Now, according to the Boston Globe, a solar manufacturing plant in Massachusetts that received $4.5 million in property tax abatements will have to pay back a portion of the money.
On Thursday, the Economic Assistance Coordinating Council, the state board charged with overseeing the tax breaks, unanimously voted to cut short Evergreen’s 20-year property tax break, originally estimated to be worth $15 million, and voided another $7.5 million in state tax credits after the company eliminated the hundreds of jobs it promised to create and retain in Devens.
Out of the $4.5 million in property tax breaks they have received to date, Evergreen will only have to repay the current year’s value, about $1.5 million, and in addition to the property tax breaks, the now almost defunct solar manufacturer also received over $21 million in other grants, the fate of which is uncertain.

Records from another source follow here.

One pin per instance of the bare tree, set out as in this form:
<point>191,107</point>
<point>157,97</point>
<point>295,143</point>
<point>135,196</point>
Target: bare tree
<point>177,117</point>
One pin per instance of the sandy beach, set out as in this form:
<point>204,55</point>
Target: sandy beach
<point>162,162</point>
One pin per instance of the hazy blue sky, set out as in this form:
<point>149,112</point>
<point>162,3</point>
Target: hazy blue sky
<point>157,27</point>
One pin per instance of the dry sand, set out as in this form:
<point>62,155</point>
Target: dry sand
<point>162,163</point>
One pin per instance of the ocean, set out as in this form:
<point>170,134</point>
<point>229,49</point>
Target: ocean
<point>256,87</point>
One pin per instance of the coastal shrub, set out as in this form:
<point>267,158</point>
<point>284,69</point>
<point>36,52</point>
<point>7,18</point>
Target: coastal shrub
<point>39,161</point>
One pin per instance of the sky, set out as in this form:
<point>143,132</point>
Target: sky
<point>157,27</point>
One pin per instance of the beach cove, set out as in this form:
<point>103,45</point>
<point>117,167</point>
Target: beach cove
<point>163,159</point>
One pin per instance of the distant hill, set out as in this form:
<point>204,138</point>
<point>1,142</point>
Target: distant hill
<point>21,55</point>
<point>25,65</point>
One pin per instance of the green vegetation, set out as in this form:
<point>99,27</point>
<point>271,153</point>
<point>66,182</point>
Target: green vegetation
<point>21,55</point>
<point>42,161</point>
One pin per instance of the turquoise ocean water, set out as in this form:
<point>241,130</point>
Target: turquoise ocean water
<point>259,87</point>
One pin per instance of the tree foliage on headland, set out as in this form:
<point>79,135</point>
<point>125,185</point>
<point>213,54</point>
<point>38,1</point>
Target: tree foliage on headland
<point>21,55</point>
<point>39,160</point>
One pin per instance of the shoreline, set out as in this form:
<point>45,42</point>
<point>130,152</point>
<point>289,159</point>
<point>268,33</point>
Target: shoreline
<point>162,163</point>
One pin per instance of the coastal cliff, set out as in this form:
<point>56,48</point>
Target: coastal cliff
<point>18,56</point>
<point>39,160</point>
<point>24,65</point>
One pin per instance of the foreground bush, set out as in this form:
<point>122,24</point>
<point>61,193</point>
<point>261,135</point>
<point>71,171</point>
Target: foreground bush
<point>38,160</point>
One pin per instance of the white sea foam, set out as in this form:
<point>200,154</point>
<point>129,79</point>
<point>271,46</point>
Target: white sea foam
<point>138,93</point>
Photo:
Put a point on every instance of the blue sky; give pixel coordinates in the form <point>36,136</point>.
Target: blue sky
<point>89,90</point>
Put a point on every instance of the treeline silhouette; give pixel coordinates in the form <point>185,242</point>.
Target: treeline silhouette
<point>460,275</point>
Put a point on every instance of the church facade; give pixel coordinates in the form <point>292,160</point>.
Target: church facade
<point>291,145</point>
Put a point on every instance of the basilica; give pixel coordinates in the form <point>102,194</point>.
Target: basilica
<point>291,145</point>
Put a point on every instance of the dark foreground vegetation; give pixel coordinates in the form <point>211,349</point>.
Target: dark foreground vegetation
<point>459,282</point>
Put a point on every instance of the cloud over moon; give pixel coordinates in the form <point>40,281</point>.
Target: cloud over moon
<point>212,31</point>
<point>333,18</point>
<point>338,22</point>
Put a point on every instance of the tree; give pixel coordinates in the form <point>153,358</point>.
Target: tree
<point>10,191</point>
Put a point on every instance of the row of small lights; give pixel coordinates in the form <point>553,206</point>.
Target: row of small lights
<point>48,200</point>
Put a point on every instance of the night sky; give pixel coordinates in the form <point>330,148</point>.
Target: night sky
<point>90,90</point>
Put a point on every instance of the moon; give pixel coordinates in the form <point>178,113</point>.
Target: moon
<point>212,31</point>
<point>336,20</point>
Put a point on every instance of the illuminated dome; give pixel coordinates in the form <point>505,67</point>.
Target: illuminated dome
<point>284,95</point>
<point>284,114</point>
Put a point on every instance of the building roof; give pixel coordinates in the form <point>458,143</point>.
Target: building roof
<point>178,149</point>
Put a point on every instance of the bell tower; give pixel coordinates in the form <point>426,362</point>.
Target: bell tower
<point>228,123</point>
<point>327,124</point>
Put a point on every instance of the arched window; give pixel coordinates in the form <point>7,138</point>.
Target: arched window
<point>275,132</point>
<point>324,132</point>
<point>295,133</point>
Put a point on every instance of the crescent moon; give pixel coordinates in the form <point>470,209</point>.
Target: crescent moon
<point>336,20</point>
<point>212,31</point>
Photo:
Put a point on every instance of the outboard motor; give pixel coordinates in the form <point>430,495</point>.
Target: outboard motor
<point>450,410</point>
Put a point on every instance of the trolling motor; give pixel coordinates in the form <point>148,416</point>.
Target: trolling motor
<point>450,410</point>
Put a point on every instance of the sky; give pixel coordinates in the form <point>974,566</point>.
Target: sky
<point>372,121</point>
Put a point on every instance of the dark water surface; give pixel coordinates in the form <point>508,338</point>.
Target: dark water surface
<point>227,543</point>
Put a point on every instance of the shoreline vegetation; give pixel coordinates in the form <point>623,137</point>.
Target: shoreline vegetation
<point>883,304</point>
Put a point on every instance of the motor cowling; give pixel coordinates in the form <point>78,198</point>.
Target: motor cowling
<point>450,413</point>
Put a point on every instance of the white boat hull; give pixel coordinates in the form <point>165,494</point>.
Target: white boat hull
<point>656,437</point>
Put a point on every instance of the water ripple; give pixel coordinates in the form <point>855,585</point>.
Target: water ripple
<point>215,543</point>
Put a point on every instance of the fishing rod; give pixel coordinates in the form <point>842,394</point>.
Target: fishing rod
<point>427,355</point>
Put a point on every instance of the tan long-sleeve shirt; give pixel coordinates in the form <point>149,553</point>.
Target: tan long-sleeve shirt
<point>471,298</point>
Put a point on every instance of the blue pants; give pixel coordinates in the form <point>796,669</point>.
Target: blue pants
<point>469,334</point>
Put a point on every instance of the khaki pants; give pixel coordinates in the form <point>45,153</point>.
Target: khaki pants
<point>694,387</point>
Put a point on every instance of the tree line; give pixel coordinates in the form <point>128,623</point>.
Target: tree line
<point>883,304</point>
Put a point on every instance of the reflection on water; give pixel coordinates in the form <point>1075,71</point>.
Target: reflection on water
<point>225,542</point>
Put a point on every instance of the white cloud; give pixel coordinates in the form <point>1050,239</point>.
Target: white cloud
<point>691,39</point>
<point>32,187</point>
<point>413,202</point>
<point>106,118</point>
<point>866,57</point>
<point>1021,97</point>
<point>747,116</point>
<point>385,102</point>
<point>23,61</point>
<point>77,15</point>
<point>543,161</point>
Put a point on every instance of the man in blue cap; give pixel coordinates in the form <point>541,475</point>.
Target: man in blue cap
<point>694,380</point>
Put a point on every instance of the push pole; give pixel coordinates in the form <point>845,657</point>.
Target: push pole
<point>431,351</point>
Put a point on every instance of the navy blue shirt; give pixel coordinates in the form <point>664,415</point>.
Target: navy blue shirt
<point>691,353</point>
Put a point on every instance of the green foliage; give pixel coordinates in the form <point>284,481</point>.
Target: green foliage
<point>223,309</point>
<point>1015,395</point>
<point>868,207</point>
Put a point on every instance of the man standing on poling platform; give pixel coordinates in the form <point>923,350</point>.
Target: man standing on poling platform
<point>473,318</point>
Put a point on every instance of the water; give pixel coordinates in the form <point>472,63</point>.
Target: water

A question which occurs to me is why didn’t the government pull the plug sooner? At this point, it may be all but impossible to recoup the public investment. To the extent that the public is taking a position in green companies (or any companies, for that matter), someone should be watching to guard the public’s investment. As early as 2009, the writing was on the wall for Evergreen. According to their 2009 Annual Report:
We cannot assure you that our business will generate sufficient cash flows from operations, or that future borrowings will be available to us in amounts sufficient and on terms reasonable to us to support our liquidity needs. If we are not able to generate sufficient cash flow to service our debt obligations, we may need to refinance or restructure our debt, including our senior convertible notes, sell assets, reduce or delay capital investments, or seek to raise additional capital. We may incur additional indebtedness. If we do so, our increased debt service requirements may adversely affect our ability to meet our payment obligations on our currently outstanding senior convertible notes and otherwise successfully grow and operate our business.
Moreover, Massachusetts rescinded Evergreen’s property tax breaks for failure to create jobs, not failure to achieve environmental goals. The state should have known about this situation well before mid-2011. As early as 2009, Evergreen announced it was moving its manufacturing operations to China. According to its 2009 Annual Report:
In addition to our direct expansion into China, we also announced plans to begin shifting panel fabrication from our Devens facility to China using wafers and cells produced at the Devens facility.
[As a side note, Destiny USA had both obligations–to create 1000 construction and 1500 permanent jobs, as well as install its green features. The IRS may follow suit and rescind the tax exempt status of the Destiny bonds for jobs reasons, thus avoiding the controversy over whether the green aspects were met]
According to the company’s website, Vanguard Group, Inc., BlackRock Institutional Trust Company, and Brigade Capital Management, LLC are the top holders of Evergreen stock. To the extent that Evergreen issued tax exempt paper, it will be interesting to see if these entities enter the fray if the tax exempt status of their investments is rescinded.
Moreover, if Evergreen declares bankruptcy, it will be fascinating to watch whether the public agencies which granted the incentives will be able to recoup any of their investment, particularly where they are competing with private creditors.